Se oggi tornasse il terremoto, sarei più pronto ad intervenire.
Oggi so che al tempo non ce l’ho fatta perché ho dato per scontato che la mia esperienza fosse sufficiente, che il mio studio fosse sufficiente. La verità, penso, è che nessuno può essere veramente pronto per una cosa del genere. Che nessuno può pensare di poter non fare i conti con quello che sono le conseguenze di un terremoto su una comunità.
Il terremoto di L’Aquila non ha colpito solo L’Aquila. Si è riversato con tutta la sua forza su tutto quello che era intorno a L’Aquila.

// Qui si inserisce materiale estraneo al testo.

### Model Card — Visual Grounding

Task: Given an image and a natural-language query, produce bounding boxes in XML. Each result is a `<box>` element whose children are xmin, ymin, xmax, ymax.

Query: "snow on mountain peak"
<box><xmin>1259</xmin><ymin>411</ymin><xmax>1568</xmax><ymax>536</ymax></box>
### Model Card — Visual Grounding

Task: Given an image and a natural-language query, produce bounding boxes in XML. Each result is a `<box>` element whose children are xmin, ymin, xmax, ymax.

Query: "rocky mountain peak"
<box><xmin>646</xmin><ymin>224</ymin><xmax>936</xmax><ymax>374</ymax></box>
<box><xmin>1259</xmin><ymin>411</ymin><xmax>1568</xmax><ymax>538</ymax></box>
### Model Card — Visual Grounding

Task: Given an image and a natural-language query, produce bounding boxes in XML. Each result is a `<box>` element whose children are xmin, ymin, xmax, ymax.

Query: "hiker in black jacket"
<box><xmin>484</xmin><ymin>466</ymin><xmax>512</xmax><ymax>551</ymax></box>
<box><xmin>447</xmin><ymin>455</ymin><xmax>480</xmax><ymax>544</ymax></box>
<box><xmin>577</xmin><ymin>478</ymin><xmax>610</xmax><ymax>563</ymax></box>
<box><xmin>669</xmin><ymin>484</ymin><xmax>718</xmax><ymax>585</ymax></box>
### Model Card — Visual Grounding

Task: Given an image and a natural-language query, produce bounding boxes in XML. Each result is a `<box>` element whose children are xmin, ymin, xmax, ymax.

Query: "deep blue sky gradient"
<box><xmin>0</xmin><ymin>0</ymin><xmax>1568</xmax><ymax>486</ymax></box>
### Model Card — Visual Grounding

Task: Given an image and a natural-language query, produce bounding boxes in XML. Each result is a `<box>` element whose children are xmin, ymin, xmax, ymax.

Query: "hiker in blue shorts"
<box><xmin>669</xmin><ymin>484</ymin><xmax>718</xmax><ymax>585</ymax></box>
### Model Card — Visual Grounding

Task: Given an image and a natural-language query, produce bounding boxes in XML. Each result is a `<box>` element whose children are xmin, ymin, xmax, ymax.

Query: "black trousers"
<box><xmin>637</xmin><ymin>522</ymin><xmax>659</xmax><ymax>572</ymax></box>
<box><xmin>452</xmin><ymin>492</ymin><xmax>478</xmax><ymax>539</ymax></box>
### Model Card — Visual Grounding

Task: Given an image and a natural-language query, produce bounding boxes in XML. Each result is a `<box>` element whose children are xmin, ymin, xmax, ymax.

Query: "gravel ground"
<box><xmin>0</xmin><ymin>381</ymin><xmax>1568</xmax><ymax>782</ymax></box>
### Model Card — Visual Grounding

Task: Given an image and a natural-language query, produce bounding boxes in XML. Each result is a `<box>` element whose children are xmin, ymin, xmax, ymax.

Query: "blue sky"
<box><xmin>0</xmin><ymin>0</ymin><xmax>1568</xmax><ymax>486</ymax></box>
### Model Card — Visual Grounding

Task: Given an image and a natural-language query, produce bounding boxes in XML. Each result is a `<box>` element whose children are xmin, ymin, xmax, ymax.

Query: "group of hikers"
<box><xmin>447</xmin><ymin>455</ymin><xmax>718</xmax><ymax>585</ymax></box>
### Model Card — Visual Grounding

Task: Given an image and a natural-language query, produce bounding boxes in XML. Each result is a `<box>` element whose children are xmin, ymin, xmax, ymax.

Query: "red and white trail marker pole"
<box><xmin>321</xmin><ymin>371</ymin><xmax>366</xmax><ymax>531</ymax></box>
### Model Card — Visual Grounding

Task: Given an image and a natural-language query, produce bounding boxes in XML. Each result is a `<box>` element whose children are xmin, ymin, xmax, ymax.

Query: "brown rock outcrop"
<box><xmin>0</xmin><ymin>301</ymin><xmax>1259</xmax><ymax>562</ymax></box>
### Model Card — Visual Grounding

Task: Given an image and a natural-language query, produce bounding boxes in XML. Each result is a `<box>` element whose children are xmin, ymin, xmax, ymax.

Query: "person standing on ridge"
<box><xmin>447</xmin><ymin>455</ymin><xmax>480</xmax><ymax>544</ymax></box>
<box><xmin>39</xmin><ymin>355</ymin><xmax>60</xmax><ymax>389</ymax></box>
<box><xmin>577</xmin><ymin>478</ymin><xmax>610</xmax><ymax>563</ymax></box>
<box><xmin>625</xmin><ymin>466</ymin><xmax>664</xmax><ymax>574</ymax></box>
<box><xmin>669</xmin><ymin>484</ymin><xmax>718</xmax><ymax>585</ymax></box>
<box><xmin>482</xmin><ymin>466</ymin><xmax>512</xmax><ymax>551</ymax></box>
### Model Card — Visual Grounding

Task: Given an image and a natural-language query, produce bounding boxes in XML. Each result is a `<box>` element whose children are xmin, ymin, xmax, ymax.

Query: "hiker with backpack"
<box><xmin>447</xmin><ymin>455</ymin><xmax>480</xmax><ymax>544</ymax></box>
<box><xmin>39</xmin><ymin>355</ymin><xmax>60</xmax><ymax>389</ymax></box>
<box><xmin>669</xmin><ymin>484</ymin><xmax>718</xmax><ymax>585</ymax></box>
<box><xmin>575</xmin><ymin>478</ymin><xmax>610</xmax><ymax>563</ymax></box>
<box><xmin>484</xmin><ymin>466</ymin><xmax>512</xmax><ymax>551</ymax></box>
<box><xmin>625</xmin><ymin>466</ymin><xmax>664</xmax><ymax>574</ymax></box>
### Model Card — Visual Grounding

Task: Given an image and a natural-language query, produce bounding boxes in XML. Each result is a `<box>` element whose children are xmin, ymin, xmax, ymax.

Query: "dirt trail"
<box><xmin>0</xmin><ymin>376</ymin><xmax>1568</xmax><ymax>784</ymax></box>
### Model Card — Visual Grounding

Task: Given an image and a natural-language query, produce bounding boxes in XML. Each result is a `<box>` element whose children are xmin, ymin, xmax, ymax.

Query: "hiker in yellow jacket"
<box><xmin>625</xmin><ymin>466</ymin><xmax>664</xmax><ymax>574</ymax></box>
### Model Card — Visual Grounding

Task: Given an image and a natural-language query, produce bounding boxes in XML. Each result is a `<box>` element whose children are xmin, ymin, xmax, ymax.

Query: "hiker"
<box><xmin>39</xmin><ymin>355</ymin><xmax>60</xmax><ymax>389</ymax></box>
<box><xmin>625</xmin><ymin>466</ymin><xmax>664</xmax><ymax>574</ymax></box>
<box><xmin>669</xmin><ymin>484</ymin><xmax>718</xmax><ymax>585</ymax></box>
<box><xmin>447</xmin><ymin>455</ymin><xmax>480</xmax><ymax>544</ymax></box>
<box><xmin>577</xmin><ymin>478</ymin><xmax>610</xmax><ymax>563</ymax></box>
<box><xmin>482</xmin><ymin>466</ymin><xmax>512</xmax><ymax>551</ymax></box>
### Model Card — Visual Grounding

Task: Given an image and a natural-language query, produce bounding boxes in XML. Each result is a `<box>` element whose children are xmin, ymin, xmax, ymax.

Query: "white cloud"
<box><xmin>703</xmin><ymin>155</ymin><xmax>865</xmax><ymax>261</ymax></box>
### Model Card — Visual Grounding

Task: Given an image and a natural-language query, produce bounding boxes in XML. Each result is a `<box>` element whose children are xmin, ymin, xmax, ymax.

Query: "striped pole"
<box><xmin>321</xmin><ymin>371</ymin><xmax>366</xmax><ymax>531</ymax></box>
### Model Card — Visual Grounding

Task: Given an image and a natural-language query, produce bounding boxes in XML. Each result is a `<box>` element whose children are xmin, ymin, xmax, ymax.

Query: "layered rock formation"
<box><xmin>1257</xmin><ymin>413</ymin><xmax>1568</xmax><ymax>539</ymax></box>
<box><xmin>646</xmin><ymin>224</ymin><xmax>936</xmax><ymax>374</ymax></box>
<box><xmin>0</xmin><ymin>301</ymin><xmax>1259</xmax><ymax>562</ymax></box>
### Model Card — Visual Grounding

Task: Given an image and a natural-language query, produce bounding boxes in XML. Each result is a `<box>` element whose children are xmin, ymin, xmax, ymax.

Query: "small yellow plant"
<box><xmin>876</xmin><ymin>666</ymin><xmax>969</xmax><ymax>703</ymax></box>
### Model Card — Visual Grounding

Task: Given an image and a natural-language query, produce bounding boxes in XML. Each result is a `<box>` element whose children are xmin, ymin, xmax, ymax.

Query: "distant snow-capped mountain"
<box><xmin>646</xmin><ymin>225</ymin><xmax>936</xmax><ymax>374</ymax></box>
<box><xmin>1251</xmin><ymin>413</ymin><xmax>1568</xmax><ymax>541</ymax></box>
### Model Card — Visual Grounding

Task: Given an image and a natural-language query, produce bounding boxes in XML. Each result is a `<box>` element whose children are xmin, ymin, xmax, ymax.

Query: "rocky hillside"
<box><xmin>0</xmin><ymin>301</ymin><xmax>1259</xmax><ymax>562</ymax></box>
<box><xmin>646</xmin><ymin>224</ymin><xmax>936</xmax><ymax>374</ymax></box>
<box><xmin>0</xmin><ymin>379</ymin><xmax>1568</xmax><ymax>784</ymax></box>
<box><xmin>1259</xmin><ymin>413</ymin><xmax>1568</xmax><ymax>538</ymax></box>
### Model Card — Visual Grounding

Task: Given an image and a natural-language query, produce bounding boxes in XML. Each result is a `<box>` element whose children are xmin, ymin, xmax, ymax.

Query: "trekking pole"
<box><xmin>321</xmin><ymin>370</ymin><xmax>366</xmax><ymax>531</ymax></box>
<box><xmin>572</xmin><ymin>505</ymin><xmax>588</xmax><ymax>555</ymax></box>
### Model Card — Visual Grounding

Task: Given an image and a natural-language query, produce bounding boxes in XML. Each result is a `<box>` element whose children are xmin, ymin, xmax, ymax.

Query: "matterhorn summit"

Ha colpito la Marsica, ha colpito l’Abruzzo, ha colpito l’Italia.
Ho letto ieri che durante la fiaccolata del venerdì erano presenti da Amatrice, dall’Emilia-Romagna, erano presenti gli altri luoghi colpiti da terremoti. Erano presenti gli altri luoghi colpiti da delle morti improvvise. Il modo migliore per affrontare il lutto è unirsi per stare insieme. È stare insieme per essere comunità. Per condividere il dolore.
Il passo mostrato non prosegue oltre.